Drug susceptibility analysis revealed that EFNA4 expression affected the IC50 values of tinib-type drugs, such as dasatinib, lapatinib, linsitinib, and sunitinib, which validated that the function of EFNA4 was associated with the tyrosine kinase signaling pathway in GBMLGG (Figs. 8G-J). EFNA4 expression was positively correlated with the IC50 scores of dasatinib, lapatinib, and sunitinib and negatively correlated with the IC50 score of linsitinib.

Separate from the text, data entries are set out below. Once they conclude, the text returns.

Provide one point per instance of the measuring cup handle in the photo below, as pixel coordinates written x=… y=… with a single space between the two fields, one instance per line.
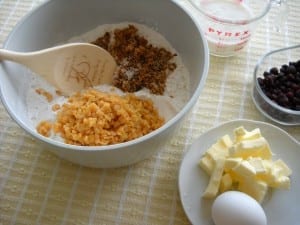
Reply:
x=283 y=11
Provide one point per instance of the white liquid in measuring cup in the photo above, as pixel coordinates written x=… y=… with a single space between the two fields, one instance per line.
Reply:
x=226 y=39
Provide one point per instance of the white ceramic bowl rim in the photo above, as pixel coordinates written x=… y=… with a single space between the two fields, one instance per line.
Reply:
x=169 y=123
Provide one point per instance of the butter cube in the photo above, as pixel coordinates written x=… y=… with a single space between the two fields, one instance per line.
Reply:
x=215 y=179
x=244 y=169
x=252 y=148
x=258 y=165
x=282 y=182
x=256 y=189
x=226 y=183
x=239 y=132
x=242 y=134
x=231 y=163
x=207 y=164
x=282 y=167
x=226 y=141
x=216 y=152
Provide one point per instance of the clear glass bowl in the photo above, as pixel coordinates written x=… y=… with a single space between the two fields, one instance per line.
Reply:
x=264 y=104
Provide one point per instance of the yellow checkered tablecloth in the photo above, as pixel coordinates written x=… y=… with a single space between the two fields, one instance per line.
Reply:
x=36 y=187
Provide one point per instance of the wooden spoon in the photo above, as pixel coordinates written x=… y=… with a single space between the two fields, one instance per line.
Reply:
x=70 y=67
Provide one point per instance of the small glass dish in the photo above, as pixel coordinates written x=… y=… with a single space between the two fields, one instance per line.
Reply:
x=264 y=104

Genes identified through a single-gene differential analysis were demonstrated on a volcano plot, and co-expressed genes were demonstrated on heat maps (Figs. 9A-C). GO analysis demonstrated that the gene set via single-gene differential was strongly associated with immune-related biological processes related to EFNA4 (Fig. 9D). The gene set was enriched in cellular components such as immunoglobulin complex (GO:0019814) and immunoglobulin complex, circulating (GO:0042571), which were involved in the progression of GBMLGG (Fig. 9E). The gene set was enriched in molecular functions such as antigen binding (GO:0003823) and immunoglobulin receptor binding (GO:0034987) (Fig. 9F). KEGG analysis revealed that the gene set was enriched in neuroactive ligand-receptor interaction (hsa04080), cytokine-cytokine receptor interaction (hsa04060), and viral protein interaction with cytokine and cytokine receptor (hsa04061) (Fig. 9G).

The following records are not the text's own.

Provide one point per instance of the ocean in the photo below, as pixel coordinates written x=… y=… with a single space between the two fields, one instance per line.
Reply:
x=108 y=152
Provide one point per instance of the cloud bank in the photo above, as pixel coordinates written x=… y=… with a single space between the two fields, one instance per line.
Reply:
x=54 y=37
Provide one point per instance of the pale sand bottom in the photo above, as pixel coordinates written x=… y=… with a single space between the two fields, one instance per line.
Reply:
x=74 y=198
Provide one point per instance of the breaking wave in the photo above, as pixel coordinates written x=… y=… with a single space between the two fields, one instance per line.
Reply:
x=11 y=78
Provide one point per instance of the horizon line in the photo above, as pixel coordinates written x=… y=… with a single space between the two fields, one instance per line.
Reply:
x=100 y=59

For complementary validation of the biological significance of EFNA4 in GBMLGG, GSEA was performed to analyze genes identified via single-gene differential analysis. EFNA4 was found to act as a negative regulator of processes such as vesicle fusion, neurotransmitter delivery, and GABA signaling pathway (Fig. 9H) and a positive regulator of inflammation, interferon-γ response, and epithelial-mesenchymal transition in GBMLGG.